Senator XENOPHON (10:08 AM) —At the outset—with an abundance of caution, given that I have not yet filed my register of senators’ interests as I have only recently been sworn in—I think it is important to disclose that, just like thousands of Australians, I am a trustee and a beneficiary of several private trusts, including a private super fund and one associated with my very small legal practice.

That said, the Tax Laws Amendment (2008 Measures No. 4) Bill 2008 has three schedules. Schedules 1 and 3 are uncontentious. However, schedule 2 has proven to be the source of some debate. Schedule 2 relates to family trusts and the way ‘family’ is defined in relation to these trusts. I note the proposed changes to that definition as outlined in schedule 2 will significantly impact on between 200,000 and 400,000 family trusts, many of which have been set up by family businesses and farming families.

I also note a comment in the Age on 21 June 2008. It was in an article by V Burrows and was titled ‘Wither wax and wane tax changes?’ It stated:

The Rudd Government has revoked changes made by the Howard government, which allowed the revenue collected by family trusts to be distributed to “lineal descendants”. That means, anyone outside the immediate family will have to pay tax of 46.5% on distributions. For those in the know, this is the most controversial change in tax law this year, a change that will affect millions of people who have family trusts attached to small businesses.

This new bill, by seeking to limit the definition of ‘family’ to lineal descendents—to children or grandchildren—of the test individual or the test individual’s spouse, has significant ramifications.

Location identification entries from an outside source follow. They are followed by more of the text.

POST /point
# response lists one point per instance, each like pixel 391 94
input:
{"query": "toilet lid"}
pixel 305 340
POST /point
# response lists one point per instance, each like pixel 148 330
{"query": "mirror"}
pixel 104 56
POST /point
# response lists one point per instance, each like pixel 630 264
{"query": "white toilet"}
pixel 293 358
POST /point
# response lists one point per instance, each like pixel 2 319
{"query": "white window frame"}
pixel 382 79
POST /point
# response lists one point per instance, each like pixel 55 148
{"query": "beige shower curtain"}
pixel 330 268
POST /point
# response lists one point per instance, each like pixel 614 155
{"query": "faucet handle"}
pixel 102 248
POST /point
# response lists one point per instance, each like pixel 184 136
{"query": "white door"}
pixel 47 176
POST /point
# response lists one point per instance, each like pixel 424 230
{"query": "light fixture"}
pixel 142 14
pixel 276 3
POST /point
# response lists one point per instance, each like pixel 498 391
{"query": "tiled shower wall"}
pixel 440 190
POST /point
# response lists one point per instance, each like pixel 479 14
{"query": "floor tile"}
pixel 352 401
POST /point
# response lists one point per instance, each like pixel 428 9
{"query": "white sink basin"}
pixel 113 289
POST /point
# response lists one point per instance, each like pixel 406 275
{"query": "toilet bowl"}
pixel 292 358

There are a number of minor exceptions, but the thrust of schedule 2 is quite significant in its scope.

This is a significant departure from the previous definition, which allowed non lineal inclusions within a family over a period of no more than 80 years. My concern is that these changes will have a large and detrimental effect on family run businesses, small businesses and farms. It will limit the way small businesses can be structured and family farms can be run. I agree with Senator Coonan that the definition of ‘family’ has broadened in terms of contemporary society, and I think that the definition that the government is seeking to introduce is a retrograde one, given the realities of modern life. I am also concerned that many of these family businesses and family farms have already structured their affairs around the previous broader definition of family and that a redefinition may cause an unfair burden on many of them. Many will have to undertake a significant restructuring of their affairs, and some families may face the very real prospect of having to tell relatives who were previously in that they are now out.

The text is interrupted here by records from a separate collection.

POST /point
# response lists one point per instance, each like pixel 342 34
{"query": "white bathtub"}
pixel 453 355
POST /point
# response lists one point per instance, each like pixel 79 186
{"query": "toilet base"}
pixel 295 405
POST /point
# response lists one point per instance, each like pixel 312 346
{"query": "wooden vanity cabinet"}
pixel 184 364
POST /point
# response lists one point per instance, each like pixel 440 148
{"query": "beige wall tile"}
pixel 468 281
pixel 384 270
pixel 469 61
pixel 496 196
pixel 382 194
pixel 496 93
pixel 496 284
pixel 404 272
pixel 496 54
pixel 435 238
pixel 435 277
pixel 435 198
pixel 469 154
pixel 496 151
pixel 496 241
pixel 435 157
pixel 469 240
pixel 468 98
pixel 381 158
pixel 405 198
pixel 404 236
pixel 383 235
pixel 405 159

Of course, there is the issue raised by Senator Joyce of compliance costs. It concerns me significantly that there will be compliance costs which could well be in the tens of millions of dollars in order to comply with these changes, and I note that the opposition’s position is that the revenue raised from this would be in the order of $6 million. I think the government’s position in terms of forward estimates over the next four years would be in the order of $20 million. But even on the best case scenario in terms of what the government thinks it will gain from this, I cannot see that it is worth it given the compliance costs to hundreds of thousands of small businesses. I think it is fundamentally unfair in that regard.

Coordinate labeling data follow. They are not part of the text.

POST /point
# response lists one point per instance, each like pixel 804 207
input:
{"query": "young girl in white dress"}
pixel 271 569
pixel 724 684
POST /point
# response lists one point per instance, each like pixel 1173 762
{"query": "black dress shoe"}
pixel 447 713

I have one question for the government, and it relates to the issue of the administrative costs of these changes: have they been factored in by the government? Obviously there will administrative costs if these changes to schedule 2 are passed. What has the government allowed for the compliance costs? What does the government say it will actually rake in over the next four years with these proposed changes? Having posed that question, on balance I see this as an unnecessary and fundamentally unfair change, and it will impact on the small businesses and farming families of Australia.